The UK government has unveiled a set of measures including a strategy for future trade arrangements, increased aid for horticulture, and a significant monetary injection into precision breeding technologies. These were revealed before today’s (16 May) food security summit at Downing Street, piquing considerable interest from across the farming sector.


  • The UK government unveils a strategy for future trade deals, increased horticulture support, and investment in precision breeding technologies.
  • Prime Minister Rishi Sunak hosts the UK Farm to Fork Summit, presenting a detailed plan to enhance UK food and drink exports.
  • The government commits to maintaining food standards under all future free-trade agreements, ruling out chlorinated chicken or hormone-treated beef.
  • Measures include £2m for international trade shows, more agri-food attachés, and a £1m fund for dairy exporters.
  • Additional initiatives include 45,000 visas for overseas horticulture workers, £30m for precision breeding technologies, and reviews into supply chain fairness.
  • Plans to keep the Groceries Code Adjudicator separate, expand the EU Fruit and Vegetable Scheme, and ease planning rules for farm diversifications are announced.
  • The package receives a positive response from the National Farmers’ Union president, highlighting its strategic significance for British farming.

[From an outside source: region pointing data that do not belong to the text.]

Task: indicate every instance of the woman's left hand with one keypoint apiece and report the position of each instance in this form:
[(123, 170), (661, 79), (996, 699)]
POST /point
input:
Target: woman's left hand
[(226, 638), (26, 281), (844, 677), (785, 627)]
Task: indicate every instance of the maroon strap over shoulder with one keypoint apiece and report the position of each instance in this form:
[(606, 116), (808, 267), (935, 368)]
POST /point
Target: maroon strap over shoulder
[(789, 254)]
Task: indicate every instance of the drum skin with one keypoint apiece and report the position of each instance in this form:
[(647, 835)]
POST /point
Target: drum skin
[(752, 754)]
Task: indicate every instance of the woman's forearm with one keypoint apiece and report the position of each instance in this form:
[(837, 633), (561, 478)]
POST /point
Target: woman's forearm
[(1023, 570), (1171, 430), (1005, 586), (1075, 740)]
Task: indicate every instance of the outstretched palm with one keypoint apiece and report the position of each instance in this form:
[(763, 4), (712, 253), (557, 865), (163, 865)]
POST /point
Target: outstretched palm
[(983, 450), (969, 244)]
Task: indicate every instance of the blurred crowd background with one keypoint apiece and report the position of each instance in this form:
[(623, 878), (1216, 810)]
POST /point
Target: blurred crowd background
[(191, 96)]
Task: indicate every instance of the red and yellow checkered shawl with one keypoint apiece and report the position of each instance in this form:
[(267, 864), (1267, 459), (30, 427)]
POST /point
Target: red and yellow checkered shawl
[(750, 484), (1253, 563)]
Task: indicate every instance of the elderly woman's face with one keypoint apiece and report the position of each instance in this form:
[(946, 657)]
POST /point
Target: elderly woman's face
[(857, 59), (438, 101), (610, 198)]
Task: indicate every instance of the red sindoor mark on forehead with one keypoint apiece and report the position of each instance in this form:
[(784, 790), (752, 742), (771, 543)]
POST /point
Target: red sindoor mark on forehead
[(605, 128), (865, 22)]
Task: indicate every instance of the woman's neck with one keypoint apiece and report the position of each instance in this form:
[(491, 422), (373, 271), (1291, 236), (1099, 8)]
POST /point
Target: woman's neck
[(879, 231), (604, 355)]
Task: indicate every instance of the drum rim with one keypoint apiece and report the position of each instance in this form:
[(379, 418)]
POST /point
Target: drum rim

On the Farm to Fork Summit

The event, known as the “UK Farm to Fork Summit”, is hosted by Prime Minister Rishi Sunak, honouring a commitment he made during the Conservative Party leadership race last year. The announcement and event also come after what some in the sector described a previous foreign deal signed by former British Prime Minister Liz Truss as a “shambles.”

Farm leaders had initially expressed doubts about the event, fearing it might merely serve as a platform for empty discussions, but some across the sector have shown cautious optimism.

Yet, a comprehensive set of proposals and commitments from the government, released just before the summit, seems to alleviate such concerns—for the moment.

On International Trade

In a letter directed to farmers, PM Sunak outlined several steps the government plans to take to enhance UK food and drink exports, while also offering some level of protection against inferior imports—primarily fears of low-quality produce coming from the US.

Out of the six primary principles, the prime minister has assured to carefully consider the impact of potential trade deals on the UK’s domestic agriculture (see Australia, NZ deals).

Furthermore, he pledged to secure safeguards for sensitive products, “including, where appropriate, through permanent quotas.”

“Without exception, we will persist in upholding food standards in the UK under all current and future free-trade agreements,” he stressed.

Sunak also declared categorically, “There will be no chlorinated chicken or hormone-treated beef in the UK market. Not now, not ever.”

Mr Sunak further promised to “preserve our capacity to uphold high environmental, animal welfare, and food standards in new trade agreements.” He cited the existing UK bans on sow stalls and battery cages as instances of the UK’s commitment to superior standards.

The updated package also now offers £2mn to enhance the UK’s participation in international trade fairs, the nomination of five additional agri-food attachés globally, and a tailored £1mn fund for dairy exporters.

Additional measures

  1. The government’s announcement includes several other measures that, according to Mr. Sunak, will fortify food security and foster resilience. These include:
  2. A provision of up to £30 million to promote the use of precision breeding technologies
  3. The initiation of new reviews on supply chain fairness for the horticulture and egg sectors (expanding on the ongoing reviews for pigs and dairy)
  4. A pledge to issue 45,000 visas for foreign workers in the horticulture industry in 2024
  5. Assurance that the Groceries Code Adjudicator will remain independent from the Competition and Markets Authority
  6. Plans to expand the EU Fruit and Vegetable Producer Organisation Scheme when it concludes in 2026
  7. The relaxation of planning regulations to stimulate the construction of new glasshouses and encourage farm diversifications
  8. A push to expedite work on water supply infrastructure.

FERN’s Take

Whilst the government’s announcement of extensive measures aimed at bolstering the UK agriculture sector, detailed at the recent UK Farm to Fork Summit, may initially seem encouraging, one must approach it with a degree of prudent scepticism. As an organisation focused on the future economic viability of rural communities, the Future Economic Rural Network recognises that the devil, as always, is in the detail. For instance, the £30 million pledge towards precision breeding technologies, while appearing substantial, must be proportionate to the scale of the sector’s needs and effectively distributed to generate tangible impact.

Similarly, while the assurance of 45,000 visas for overseas horticulture workers in 2024 may temporarily relieve labour shortages, it does little to address the root cause of the issue or offer a long-term, sustainable solution. Moreover, the promise to maintain food standards under all future free-trade agreements is commendable, yet without a robust and transparent system for monitoring and enforcing these standards, it remains simply a promise. Thus, while we welcome the government’s focus on the agriculture sector, we emphasise the need for clear, concrete, and sustainable action plans rather than mere tokenistic gestures.